Washington and Beijing had agreed to hold a virtual meeting before the end of the year
Wall Street equities ended higher for a second day in a row overnight amid signs of progress on the debt ceiling debate. Meanwhile, a report from ADP showed that 568,000 private-sector jobs were created in September versus 425,000 expected. On the negative side, the previous reading was revised down to 340,000 from 374,000. Now, investor focus shifts to a closely watched nonfarm payrolls report due on Friday. During the session, the Dow Jones Industrial Average gained 0.3%, the S&P 500 rose 0.4%, and the Nasdaq Composite Index added 0.5%. In individual stocks, Microsoft rose 1.5%, Amazon gained nearly 1.3%, and Alphabet advanced 1.1%.
Tracking a rally in the US, Asian stock markets rose on Thursday amid the reports that Washington and Beijing had agreed to hold a virtual meeting before the end of the year. MSCI’s broadest index of Asia-pacific shares outside Japan jumped 1.25%. Japan’s benchmark Nikkei 225 gained 0.54% despite the Bank of Japan slashed its economic assessment for five of Japan’s nine regional economies in its latest quarterly report. Australia’s S&P/ASX 200 added 0.7% while Hong Kong’s Hang Seng surged 2.6%. Trading was closed in Shanghai for a Chinese national holiday.

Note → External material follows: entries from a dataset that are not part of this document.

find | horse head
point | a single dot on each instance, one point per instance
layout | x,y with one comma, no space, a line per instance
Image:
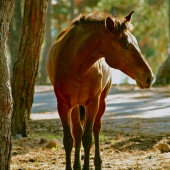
122,51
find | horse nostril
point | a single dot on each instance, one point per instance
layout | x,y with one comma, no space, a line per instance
148,80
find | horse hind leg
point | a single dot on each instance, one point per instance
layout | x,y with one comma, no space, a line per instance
64,112
96,132
97,126
91,110
77,134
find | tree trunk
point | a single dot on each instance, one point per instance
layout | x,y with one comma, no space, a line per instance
15,30
6,8
48,43
26,66
163,75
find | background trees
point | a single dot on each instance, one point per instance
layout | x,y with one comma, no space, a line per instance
6,8
150,21
26,66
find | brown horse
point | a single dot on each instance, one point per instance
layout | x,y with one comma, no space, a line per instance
82,79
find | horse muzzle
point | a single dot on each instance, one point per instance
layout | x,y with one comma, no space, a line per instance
145,84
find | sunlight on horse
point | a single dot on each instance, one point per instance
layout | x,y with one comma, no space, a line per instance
77,65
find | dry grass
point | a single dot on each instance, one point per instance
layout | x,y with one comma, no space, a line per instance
120,152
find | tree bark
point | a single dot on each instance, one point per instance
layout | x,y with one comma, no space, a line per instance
163,75
15,31
6,104
26,66
48,43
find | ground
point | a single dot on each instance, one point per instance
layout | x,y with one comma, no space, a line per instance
134,124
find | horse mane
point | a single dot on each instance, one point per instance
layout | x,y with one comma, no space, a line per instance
96,17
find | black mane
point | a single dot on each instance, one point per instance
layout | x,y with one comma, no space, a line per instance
96,17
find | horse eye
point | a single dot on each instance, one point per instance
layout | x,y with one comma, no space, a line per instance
125,45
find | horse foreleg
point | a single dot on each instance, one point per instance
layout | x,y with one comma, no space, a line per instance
91,110
64,113
77,134
96,132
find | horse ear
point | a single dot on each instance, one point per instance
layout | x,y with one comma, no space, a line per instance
109,24
128,18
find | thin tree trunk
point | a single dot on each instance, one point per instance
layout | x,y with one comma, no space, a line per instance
26,66
6,8
48,43
15,31
163,75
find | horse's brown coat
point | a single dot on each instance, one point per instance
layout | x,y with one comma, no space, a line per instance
80,76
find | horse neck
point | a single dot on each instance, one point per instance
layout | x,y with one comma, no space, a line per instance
89,48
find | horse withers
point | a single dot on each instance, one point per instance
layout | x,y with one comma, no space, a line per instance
77,66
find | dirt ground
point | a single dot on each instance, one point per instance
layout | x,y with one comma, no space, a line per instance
135,132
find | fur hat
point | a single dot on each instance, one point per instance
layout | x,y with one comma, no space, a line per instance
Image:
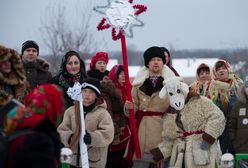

In currencies, the dollar extended gains to notch fresh highs on Wednesday before steadying early on Thursday. EURUSD is slightly off mid-2020 lows seen at 1.1530 yesterday, looking vulnerable to further losses despite the oversold conditions. On the data front, industrial production in Germany dropped sharply by 4% on a monthly basis in August versus a 0.4% drop expected and 1% last. On an annualized basis, production rose by just 1.7% versus 11.4% expected and a 6% growth reported in July.
Elsewhere, oil prices corrected lower from fresh three-year highs on Wednesday. Brent crude peaked around $83.50 before retreating to the $80.60 area. Today, the prices have settled below the $80 figure amid profit-taking. Brent failed to hold around fresh highs as the U.S. Energy Information Administration said U.S. crude inventories rose by 2.3 million barrels last week. Gasoline inventories also rose.